The fate of Rep. Vincent Pierre’s push to restore Holy Rosary Institute at the expense of the Cajundome now falls on the shoulders of Sen. Page Cortez and Sen. Elbert Guillory following a decision Monday by the Senate Finance Committee.

Though HB 420 received unanimous approval, it came with a "caveat" from Finance Committee member Sen. Fred Mills, R-Parks, who tells The IND the legislation still needs work.

SacredGround
 Photo taken from Holy Rosary Redevelopment's website

At issue is Pierre’s call for pulling $200,000 in hotel/motel tax dollars from the Cajundome and its Convention Center, which since 1998 has used those funds for the upkeep of its aging facilities.

Restoring the dilapidated Holy Rosary, once a boarding school for black students, is a worthwhile endeavor. Oversight, or lack thereof, however, has been the biggest problem surrounding Pierre’s legislation, raising such questions as: Who will be in charge of the funds? What are the plans for the site’s redevelopment? Why will the funds go to a private nonprofit and not the property’s owners? And is it even legal to redirect taxpayer money from a public to a private institution?

Though Pierre did respond in a letter to The IND explaining the importance of Holy Rosary and the benefits of his bill, he side-stepped all the above questions.

Mills, who also has been leery of the legislation’s call for pulling the much-needed funding away from the Cajundome, says the responsibility of finding a middle-ground now falls on the two senators affected by the bill: Cortez, R-Lafayette, and Guillory, D-Opelousas.

The Cajundome lies within Cortez’s district, whereas Holy Rosary is located in Guillory’s, and according to Mills, it will be their responsibility to develop a set of amendments that “all sides can be happy with.”

“The bill is not ready, but since it only deals with local funds, we didn’t see it as an issue to debate in Senate Finance because it basically only impacts how the pie is split in Lafayette Parish and not the whole state,” says Mills. “It was moved to the Senate for further discussion, but I made sure to add the caveat statement that there will be more work done on this by local senators before it comes back up. Senators Cortez and Guillory will work on a set of amendments and then it’ll go before the full Senate for further discussion.”

In a report by Mike Hasten of Gannett's Capital Bureau (Gannett owns The Daily Advertiser), Guillory notes that the forthcoming changes to the legislation will deal with ensuring the redirection of funds is handled “in a proper fashion,” including “some oversight and ... a procedure getting state money into the hands of the person to do that restoration.”

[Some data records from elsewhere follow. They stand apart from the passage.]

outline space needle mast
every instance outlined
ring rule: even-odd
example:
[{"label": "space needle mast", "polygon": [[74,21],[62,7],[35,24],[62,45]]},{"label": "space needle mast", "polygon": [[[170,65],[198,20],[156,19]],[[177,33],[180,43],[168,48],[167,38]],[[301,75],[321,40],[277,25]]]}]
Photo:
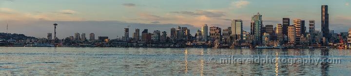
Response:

When the amended bill will be brought before the full Senate is unclear, says Mills.

“A timeline is hard to predict,” notes Mills. “But if the bill comes out of the Senate, then it’s up to the House to accept the amended bill or not. From there it may go to a Conference Committee made up of three senators and three reps, all probably from the Lafayette area.”

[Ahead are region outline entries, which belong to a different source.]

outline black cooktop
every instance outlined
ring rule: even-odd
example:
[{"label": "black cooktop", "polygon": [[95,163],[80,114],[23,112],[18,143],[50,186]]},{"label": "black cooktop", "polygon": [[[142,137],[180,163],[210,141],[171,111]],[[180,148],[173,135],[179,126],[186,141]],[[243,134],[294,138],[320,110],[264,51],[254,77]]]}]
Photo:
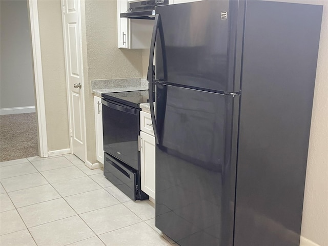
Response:
[{"label": "black cooktop", "polygon": [[104,98],[125,105],[138,108],[140,104],[148,102],[149,96],[148,91],[126,91],[124,92],[109,92],[102,93]]}]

Following Monday's Session, a mass email was sent to the press, local officials and state lawmakers by Lafayette community activist Carol Ross. Her questions are below:

The bill has been amended several times as it has made its way through the legislative process, but still needs to be "fixed?"

How can you "fix" it? Let us count the ways:

• Can you fix it by amending the part of the state Constitution that prohibits and transfer or donation of public funds to a private entity?

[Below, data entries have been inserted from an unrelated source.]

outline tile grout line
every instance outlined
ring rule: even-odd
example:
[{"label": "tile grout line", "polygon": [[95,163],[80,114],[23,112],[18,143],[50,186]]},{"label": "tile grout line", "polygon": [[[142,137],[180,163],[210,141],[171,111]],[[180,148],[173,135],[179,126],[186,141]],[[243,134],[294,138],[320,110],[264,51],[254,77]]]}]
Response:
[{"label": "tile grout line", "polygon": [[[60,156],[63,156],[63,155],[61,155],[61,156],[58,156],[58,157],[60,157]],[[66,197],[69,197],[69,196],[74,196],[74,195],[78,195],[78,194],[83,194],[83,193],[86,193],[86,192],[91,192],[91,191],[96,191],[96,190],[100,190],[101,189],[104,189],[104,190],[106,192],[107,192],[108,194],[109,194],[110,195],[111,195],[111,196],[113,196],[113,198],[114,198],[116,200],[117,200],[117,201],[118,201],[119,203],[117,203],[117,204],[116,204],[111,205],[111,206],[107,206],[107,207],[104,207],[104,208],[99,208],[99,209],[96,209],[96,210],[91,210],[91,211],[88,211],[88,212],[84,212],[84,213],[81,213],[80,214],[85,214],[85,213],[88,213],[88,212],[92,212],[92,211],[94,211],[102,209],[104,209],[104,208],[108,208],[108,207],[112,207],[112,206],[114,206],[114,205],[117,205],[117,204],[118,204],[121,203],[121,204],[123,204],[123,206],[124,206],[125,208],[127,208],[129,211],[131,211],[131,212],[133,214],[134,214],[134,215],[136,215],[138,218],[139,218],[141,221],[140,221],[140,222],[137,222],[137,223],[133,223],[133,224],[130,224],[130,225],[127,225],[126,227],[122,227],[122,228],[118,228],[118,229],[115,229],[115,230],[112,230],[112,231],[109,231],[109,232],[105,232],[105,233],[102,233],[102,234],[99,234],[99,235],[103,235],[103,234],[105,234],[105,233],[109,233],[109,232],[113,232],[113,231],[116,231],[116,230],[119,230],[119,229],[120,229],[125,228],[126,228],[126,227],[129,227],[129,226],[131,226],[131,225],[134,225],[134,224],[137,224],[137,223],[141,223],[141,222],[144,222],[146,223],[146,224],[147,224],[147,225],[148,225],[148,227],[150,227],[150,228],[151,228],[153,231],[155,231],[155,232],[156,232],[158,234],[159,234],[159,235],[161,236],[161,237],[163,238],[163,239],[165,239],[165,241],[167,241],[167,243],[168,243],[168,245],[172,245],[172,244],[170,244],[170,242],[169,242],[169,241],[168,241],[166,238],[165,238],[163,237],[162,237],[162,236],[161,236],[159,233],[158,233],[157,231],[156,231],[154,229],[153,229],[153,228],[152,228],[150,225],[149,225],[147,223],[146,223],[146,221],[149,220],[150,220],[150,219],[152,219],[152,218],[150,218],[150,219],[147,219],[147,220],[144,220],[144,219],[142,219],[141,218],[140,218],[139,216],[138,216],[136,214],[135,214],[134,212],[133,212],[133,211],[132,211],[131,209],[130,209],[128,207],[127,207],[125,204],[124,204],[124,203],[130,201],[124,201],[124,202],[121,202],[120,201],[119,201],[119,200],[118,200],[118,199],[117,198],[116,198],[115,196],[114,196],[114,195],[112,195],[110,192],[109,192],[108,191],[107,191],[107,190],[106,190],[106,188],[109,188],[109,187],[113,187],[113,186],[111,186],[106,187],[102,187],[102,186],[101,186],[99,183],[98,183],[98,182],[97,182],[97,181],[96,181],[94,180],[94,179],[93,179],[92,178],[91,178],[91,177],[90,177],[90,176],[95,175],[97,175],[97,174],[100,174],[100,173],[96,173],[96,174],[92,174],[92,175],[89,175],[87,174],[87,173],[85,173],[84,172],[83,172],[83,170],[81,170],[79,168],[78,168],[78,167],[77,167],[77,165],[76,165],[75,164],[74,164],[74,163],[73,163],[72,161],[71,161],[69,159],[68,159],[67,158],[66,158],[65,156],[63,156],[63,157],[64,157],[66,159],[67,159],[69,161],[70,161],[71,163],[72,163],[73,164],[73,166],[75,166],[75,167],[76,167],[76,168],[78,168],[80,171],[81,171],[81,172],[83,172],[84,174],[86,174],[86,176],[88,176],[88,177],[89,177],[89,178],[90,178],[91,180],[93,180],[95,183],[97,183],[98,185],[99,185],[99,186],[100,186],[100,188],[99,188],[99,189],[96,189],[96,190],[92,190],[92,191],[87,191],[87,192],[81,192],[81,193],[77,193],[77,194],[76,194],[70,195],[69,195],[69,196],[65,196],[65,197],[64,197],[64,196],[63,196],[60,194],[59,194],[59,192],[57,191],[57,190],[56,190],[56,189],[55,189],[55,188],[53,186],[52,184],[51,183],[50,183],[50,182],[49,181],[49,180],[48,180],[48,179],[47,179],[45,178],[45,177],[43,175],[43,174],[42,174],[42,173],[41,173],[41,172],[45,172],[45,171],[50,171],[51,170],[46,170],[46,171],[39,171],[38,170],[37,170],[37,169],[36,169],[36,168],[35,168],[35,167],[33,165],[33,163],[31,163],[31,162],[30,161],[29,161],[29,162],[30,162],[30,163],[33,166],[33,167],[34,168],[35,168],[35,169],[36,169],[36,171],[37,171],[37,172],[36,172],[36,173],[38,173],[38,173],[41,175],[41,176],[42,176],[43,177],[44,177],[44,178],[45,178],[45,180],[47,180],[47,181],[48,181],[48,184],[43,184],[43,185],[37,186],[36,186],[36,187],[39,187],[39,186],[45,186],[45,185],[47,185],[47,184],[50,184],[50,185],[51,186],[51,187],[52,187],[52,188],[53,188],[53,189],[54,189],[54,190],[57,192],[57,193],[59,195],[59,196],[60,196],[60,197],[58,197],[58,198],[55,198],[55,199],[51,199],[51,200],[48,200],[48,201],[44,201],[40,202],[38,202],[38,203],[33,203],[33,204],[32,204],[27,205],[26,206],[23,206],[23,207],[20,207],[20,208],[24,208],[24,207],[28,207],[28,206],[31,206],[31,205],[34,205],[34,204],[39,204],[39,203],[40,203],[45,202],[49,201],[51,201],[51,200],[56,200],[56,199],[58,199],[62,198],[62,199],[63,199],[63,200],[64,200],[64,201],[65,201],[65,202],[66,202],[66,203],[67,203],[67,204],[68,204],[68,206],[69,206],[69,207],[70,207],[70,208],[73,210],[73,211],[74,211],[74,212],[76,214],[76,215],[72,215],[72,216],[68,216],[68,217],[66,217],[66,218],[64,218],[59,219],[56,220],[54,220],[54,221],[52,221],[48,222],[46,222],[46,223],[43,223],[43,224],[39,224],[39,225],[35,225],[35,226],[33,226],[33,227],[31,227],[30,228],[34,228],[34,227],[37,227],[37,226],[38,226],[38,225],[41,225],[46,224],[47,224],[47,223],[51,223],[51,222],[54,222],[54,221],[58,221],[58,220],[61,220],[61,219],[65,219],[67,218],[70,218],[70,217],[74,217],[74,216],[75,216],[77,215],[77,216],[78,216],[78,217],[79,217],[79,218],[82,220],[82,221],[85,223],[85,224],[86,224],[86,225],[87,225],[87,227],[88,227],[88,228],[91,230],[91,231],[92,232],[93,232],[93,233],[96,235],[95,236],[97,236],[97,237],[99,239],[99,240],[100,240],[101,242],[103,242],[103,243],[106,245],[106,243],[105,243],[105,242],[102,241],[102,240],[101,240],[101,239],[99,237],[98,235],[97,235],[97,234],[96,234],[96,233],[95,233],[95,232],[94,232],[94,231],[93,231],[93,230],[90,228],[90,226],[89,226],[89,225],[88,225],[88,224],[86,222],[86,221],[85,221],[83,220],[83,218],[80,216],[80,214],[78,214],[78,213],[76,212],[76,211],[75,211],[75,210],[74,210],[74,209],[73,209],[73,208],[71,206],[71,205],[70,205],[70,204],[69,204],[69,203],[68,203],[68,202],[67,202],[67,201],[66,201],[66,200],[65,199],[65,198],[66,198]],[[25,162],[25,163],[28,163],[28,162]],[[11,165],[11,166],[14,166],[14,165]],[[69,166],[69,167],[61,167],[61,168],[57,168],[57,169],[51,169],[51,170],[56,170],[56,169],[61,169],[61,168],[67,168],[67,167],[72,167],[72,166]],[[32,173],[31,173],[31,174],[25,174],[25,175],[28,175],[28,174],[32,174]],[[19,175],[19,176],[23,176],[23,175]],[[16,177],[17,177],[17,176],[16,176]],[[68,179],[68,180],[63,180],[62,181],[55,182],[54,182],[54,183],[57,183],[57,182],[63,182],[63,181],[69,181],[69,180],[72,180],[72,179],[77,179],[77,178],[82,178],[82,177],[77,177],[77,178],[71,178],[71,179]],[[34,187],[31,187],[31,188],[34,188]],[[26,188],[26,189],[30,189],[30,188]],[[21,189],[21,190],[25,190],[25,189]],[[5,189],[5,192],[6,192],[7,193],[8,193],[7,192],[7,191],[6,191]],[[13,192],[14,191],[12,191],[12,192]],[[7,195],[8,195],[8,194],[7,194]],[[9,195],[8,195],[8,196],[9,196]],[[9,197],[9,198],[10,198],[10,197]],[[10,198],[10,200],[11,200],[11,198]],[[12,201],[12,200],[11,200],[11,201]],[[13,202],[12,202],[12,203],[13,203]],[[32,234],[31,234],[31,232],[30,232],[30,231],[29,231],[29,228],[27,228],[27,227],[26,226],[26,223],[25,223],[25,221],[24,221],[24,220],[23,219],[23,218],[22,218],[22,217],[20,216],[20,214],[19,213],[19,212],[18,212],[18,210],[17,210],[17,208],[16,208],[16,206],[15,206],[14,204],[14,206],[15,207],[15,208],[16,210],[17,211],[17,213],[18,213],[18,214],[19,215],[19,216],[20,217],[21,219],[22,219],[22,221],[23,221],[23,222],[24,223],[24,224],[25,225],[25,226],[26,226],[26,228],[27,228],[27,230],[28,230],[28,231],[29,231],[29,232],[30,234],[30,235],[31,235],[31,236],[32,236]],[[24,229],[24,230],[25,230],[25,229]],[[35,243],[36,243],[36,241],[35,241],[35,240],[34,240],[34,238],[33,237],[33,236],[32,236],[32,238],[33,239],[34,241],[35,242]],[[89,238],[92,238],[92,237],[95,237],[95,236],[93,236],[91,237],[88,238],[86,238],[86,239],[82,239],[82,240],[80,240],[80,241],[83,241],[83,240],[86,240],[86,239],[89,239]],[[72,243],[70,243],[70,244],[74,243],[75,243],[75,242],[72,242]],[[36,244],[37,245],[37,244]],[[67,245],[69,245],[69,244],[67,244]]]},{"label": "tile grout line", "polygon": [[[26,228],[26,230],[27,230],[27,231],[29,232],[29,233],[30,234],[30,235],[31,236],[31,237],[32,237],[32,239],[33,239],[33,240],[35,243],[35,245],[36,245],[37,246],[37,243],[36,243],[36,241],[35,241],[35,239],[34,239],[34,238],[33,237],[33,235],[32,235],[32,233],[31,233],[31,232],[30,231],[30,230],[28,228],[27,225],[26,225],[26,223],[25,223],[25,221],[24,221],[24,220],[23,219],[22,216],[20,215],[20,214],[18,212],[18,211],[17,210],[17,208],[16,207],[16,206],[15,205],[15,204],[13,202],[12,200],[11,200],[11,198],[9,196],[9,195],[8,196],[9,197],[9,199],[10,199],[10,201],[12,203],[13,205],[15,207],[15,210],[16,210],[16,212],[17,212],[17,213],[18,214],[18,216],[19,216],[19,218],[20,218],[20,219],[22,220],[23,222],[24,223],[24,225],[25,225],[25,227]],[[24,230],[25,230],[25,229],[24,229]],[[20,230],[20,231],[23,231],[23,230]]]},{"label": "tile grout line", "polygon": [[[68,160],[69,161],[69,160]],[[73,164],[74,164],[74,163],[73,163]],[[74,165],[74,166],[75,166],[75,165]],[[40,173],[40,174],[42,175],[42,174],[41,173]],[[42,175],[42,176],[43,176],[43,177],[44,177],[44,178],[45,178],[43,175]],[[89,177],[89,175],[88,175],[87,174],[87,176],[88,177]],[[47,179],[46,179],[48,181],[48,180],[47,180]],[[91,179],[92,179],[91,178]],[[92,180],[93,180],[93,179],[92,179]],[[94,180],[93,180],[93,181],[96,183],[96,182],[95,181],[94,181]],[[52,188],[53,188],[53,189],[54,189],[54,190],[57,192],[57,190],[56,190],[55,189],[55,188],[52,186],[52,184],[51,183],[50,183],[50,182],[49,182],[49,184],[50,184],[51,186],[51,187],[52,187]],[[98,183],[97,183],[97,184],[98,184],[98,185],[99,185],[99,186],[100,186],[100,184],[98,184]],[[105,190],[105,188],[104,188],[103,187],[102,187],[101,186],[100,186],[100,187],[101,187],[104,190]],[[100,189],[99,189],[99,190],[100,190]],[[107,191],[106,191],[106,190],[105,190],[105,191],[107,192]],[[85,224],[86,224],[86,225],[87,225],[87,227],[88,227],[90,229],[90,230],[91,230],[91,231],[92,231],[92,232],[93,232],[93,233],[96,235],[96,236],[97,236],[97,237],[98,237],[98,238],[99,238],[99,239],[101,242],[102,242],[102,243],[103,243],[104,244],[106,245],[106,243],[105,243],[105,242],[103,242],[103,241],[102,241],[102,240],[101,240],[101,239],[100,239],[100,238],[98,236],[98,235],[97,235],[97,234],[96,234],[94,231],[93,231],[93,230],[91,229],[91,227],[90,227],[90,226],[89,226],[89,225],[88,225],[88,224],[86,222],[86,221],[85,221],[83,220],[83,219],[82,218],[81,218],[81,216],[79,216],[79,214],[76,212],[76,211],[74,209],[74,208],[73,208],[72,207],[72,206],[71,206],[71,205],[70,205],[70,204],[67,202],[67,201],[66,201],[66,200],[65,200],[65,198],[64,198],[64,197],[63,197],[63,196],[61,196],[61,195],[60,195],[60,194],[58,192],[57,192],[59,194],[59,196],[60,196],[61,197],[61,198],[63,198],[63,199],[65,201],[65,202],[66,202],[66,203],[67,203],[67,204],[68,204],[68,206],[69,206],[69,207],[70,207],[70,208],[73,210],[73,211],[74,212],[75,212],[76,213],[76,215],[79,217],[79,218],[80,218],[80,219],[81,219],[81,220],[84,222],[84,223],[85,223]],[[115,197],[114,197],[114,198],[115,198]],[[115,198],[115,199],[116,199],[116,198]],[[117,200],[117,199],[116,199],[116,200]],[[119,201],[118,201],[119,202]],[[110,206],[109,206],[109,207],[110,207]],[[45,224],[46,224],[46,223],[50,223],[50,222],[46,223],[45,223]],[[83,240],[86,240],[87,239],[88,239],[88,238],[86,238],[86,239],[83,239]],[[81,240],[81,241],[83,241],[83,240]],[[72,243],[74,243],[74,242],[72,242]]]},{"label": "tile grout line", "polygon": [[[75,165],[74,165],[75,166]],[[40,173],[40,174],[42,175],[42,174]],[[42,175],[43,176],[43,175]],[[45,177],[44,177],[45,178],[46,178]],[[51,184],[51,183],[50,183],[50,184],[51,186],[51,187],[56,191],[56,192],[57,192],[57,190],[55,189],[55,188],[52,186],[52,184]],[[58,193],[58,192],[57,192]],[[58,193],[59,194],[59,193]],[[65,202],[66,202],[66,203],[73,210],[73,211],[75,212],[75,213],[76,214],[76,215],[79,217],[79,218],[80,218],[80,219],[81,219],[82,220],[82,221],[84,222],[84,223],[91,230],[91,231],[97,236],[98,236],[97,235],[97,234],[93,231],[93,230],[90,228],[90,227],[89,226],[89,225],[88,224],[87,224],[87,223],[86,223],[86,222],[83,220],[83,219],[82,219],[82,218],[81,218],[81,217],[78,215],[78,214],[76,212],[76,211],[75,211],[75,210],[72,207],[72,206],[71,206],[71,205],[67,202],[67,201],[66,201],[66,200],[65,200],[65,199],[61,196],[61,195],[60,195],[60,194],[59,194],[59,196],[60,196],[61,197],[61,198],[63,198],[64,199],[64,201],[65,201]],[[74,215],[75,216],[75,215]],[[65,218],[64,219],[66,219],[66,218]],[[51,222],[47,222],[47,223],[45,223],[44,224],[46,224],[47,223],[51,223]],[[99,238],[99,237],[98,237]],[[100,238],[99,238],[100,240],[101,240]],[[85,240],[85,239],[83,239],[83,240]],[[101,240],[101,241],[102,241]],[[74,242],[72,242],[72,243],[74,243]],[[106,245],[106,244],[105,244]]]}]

• Can you fix it by not taking funds from a state owned, city run facility such as the Cajundome and Convention Center, which are used to retire bonds and properly operate and maintain this great facility?

• Can you fix it by reconciling to whom the money goes? The building is owned by the Sisters of the Holy Family, but the money goes to a group called Holy Rosary Redevelopment.

• Can you fix it by determining how the building will be used? Those applying for the funding have said they don't know how it will be used, or how it qualifies for tourism related dollars.

• Can you fix it by telling every other "historic" and/or "religious" facility that they do not qualify for a perpetual source of state money? Imagine a historic but abandoned mosque applying for such funds.

• Can you fix it by assuring the taxpayers of this state that this is not another boondoggle - really?

The clear answer to all of the above is — the bill cannot be fixed and should be killed. As a taxpayer who supports the HRI redevelopment and has contributed my own money to this project, I respectfully request that you vote "NO" on HR 420.